Un dossier médical numérique.
Au-delà de ces suivis très cadrés, d’autres services ont été proposés dans les officines : la vaccination, le suivi contraceptif, le sevrage tabagique… Ces offres font souvent l’objet de contrats entre l’échelon local du NHS et les pharmaciens. Ces derniers sont soumis à la visite d’un inspecteur qui contrôle la qualité de la prise en charge. « Ce processus de contrôle a qualifié le travail de la plupart des pharmaciens de satisfaisant », regrette presque Fin MC Caul, qui souhaiterait encore davantage de rigueur.
Par ailleurs, d’autres initiatives sont intervenues au cours des dernières années, comme la mise en place d’un dossier médical pharmaceutique doté d’un service de prescription électronique transitant par un cloud.
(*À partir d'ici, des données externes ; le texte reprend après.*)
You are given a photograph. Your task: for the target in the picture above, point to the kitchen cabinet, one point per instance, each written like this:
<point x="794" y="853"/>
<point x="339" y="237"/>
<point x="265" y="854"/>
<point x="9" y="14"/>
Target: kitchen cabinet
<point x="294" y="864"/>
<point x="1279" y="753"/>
Cette innovation parachève le positionnement du pharmacien dans le suivi du traitement. « Avant, les prescriptions mettaient deux jours à nous parvenir. Aujourd’hui, il suffit de deux minutes et, le plus souvent, elles arrivent à l’officine avant le patient », se félicite Fin Mc Caul. Mais surtout, 95 % des patients disposent d’un dossier médical électronique. Grâce à cela, « 50 % des médicaments prescrits le sont aujourd’hui par voie électronique et je reçois sept ordonnances sur dix en format électronique », constate le pharmacien.
Autrefois réduit aux urgences et aux gardes du week-end, le dossier médical numérique s’est étendu à toutes les prescriptions. Il notifie également les allergies. « Tous les pharmaciens l’utilisent pour vérifier les ordonnances », affirme le président de l’IPF. De quoi faire pâlir la France qui peine à mettre en place le dossier médical partagé.